Not fast enough? How HPC can help.

All materials (c) 2020-2023 by CSC – IT Center for Science Ltd. This work is licensed under a Creative Commons Attribution-ShareAlike 4.0 Unported License, http://creativecommons.org/licenses/by-sa/4.0/

The purpose of large computers

Typically, large computers like those at CSC are not much faster than personal ones – they are simply bigger
- For fast computation, they utilize parallelism (and typically have special disk, memory and network solutions, too)
Parallelism simplified:
- You use hundreds of ordinary computers simultaneously to solve a single problem

First steps for fast jobs (1/2)

Spend a little time to investigate:
- Which of the available software would be the best to solve the kind of problem you have?
  - Ask experienced colleagues or servicedesk@csc.fi for guidance
Consider:
- The software that solves your problem fastest might not always be the best
  - Issues like ease-of-use and compute power/memory/disk demands are also highly relevant
- Quite often it is useful to start simple and gradually use more complex approaches if needed

First steps for fast jobs (2/2)

When you’ve found the software you want to use, check if it is available at CSC as a pre-installed optimized version
- Familiarize yourself with the software manual, if available
If you need to install a software package distributed through Conda, you need to containerize it
- Containerizing greatly speeds up performance at startup and can be done easily with the Tykky wrapper
If you can’t find suitable software, consider writing your own code

Optimize the performance of your own code (1/2)

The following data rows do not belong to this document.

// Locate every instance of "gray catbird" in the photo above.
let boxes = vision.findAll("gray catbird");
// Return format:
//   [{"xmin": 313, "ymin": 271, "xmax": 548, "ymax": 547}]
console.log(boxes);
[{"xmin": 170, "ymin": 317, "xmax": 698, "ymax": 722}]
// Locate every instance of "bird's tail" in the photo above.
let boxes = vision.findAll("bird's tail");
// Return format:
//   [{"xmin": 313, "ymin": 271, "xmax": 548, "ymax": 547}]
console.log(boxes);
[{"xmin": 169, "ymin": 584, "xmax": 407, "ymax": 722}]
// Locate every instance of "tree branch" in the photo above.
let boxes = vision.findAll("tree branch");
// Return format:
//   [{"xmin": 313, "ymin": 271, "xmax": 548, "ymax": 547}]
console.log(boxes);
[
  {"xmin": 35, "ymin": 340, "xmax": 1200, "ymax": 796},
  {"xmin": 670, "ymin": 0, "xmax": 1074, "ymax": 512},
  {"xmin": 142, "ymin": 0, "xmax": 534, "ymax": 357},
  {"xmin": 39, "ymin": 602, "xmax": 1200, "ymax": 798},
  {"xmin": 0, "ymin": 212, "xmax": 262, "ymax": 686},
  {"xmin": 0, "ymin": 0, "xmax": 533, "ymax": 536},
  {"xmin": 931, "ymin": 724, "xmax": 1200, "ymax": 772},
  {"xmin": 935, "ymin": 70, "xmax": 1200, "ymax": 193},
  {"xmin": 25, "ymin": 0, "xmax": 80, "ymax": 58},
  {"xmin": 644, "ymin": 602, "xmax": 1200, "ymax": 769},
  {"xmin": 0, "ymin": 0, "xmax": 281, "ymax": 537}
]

If you have written your own code, compile it with optimizing compiler options
- Docs CSC: compiling on Puhti and Mahti
- Compiling on LUMI
Construct a small and quick test case and run it in the test queue
- Docs CSC: Queue options
- Available partitions on LUMI
- Use the test case to optimize computations before starting massive ones

Optimize the performance of your own code (2/2)

Use profiling tools to find out how much time is spent in different parts of the code
- Docs CSC: Performance analysis
- Profiling on LUMI
When the computing bottlenecks are identified, try to figure out ways to improve the code
- Again, servicedesk@csc.fi is a channel to ask for help
  - The more concrete the problem is described, the better
- If your issue concerns LUMI, contact the LUMI User Support Team

Running your software

It is not only how your software is constructed and compiled that affects performance
It may also be run in different ways

HPC parallel jobs

A parallel job distributes the calculation over several cores in order to achieve a shorter wall-time (and/or a larger allocatable memory)
Examples of batch job scripts for Puhti and Mahti
Examples of batch job scripts for LUMI-C and LUMI-G
The best starting point: Software-specific batch scripts in Docs CSC

Running in parallel

Parallel programs are typically parallelized with the MPI and/or OpenMP standards
Further parallelization possible if you can split your whole workflow into smaller independent tasks and run them simultaneously
- HyperQueue or Slurm array jobs
- More details about high-throughput computing and workflow automation in Docs CSC
Can your software utilize GPUs?

What is MPI?

MPI (Message Passing Interface) is a widely used standard for writing software that runs in parallel
MPI utilizes parallel processes that do not share memory
- To exchange information, processes pass data messages back and forth between the cores
- Communication can be a performance bottleneck
MPI is required when running on multiple nodes

What is OpenMP?

OpenMP (Open Multi-Processing) is a standard that utilizes compute cores that share memory, i.e. threads
- They do not need to send messages between each other
OpenMP is easier for beginners, but problems quickly arise with so-called race conditions
- This appears when different compute cores process and update the same data without proper synchronization
OpenMP is restricted to a single node

Self study materials for OpenMP and MPI

There are many tutorials available online
- Look with simple searches for e.g. “MPI tutorial”
Check the documented exercise material and model answers from the CSC course “Introduction to Parallel Programming”
- Available on GitHub
- See also the materials of CSC Summer School in HPC

Task farming – running multiple independent jobs simultaneously

Task farming == running many similar independent jobs simultaneously
If subtasks are few (<100), an easy solution is array jobs
- Individual tasks should run >30 minutes. Otherwise, you’re generating too much overhead → consider another solution
- Array jobs create job steps and for 1000s of tasks Slurm database will get overloaded → consider another solution
If running your jobs gets more complex, requiring e.g. dependencies between subtasks, workflow tools can be used
- Guidelines and solutions are suggested in Docs CSC
- Many options: FireWorks, Nextflow, Snakemake, Knime, BioBB, …

Task farming 2.0

Before opting for a workflow manager, check if the code you run has built-in high-throughput features
- Many chemistry software (CP2K, GROMACS, Amber, etc.) provide methods for efficient task farming
- Also Python and R, if you write your own code
Task farming can be combined with e.g. OpenMP to accelerate sub-jobs
- HyperQueue is the best option for sub-node task scheduling (non-MPI)
Finally, MPI can be used to run several jobs in parallel
- Three levels of parallelism, requires skill and time to set up
- Always test before scaling up – a small mistake can result in lots of wasted resources!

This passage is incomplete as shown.